Participants were recruited from 12 schools in the Edmonton, Alberta area by use of posters, school newsletters and advertisements. A 30‐item food frequency questionnaire was administered by a trained interviewer to assess dietary intake in a convenience sample of 557 (328 females and 229 males) youths aged 11–23 years; for the purpose of the present study, only the 14–18 years age group was considered in the analysis. Participants were divided by sex and self‐identified ethnicity into four groups [Indigenous, African & Middle Eastern (AME), Asian, and European]. Statistical analysis of the data was undertaken using t‐tests, Welch’s analysis of variance and Games‐Howell tests. P < 0.05 was considered statistically significant.

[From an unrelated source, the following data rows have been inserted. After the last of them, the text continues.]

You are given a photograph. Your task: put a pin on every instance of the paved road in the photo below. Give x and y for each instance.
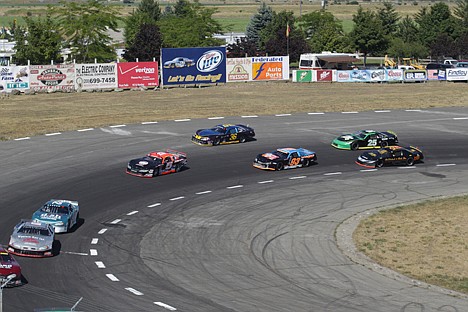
(222, 235)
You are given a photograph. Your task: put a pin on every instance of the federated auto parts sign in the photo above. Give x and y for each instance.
(193, 65)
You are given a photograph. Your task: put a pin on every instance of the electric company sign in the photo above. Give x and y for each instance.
(193, 65)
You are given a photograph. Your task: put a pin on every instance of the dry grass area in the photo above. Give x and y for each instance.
(427, 241)
(28, 115)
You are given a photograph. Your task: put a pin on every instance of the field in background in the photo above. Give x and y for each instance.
(233, 14)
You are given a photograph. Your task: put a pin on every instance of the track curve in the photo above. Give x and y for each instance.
(221, 235)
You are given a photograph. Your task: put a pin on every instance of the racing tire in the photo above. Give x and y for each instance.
(410, 161)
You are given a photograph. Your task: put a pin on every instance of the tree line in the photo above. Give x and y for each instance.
(82, 27)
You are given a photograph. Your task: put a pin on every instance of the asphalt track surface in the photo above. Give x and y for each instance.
(222, 235)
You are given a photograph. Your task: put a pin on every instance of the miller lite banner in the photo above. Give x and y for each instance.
(182, 66)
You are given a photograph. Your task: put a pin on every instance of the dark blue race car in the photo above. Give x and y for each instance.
(223, 134)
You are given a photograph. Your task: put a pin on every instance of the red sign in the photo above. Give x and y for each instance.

Vegetables and Fruit recommendations were the least likely to be followed, with 90.7–96.8% of participants in all groups not consuming the recommended number of servings day–1. The mean frequency of fruit consumption was lower among Indigenous youths compared to Asian youths (0.90 versus 1.37 times day–1). A greater proportion of males than females (55.9% versus 44.3%) did not meet the minimum recommendations for Meat and Alternatives (P = 0.016). The percentage of youths not adhering to recommendations for Milk and Alternatives was 81.7% for Indigenous, 73.3% for AME, 78.6% for Asian and 63.5% for European youths. Indigenous youths more frequently consumed potato chips and soft drinks compared to other ethnic youths. The most frequently consumed beverage was milk (1.25 times day–1).
The majority of youths did not consume minimum daily recommended servings of Vegetables and Fruit, Milk and Alternatives, and/or Meat and Alternatives food groups. Evidence‐based dietary interventions and public health strategies are needed.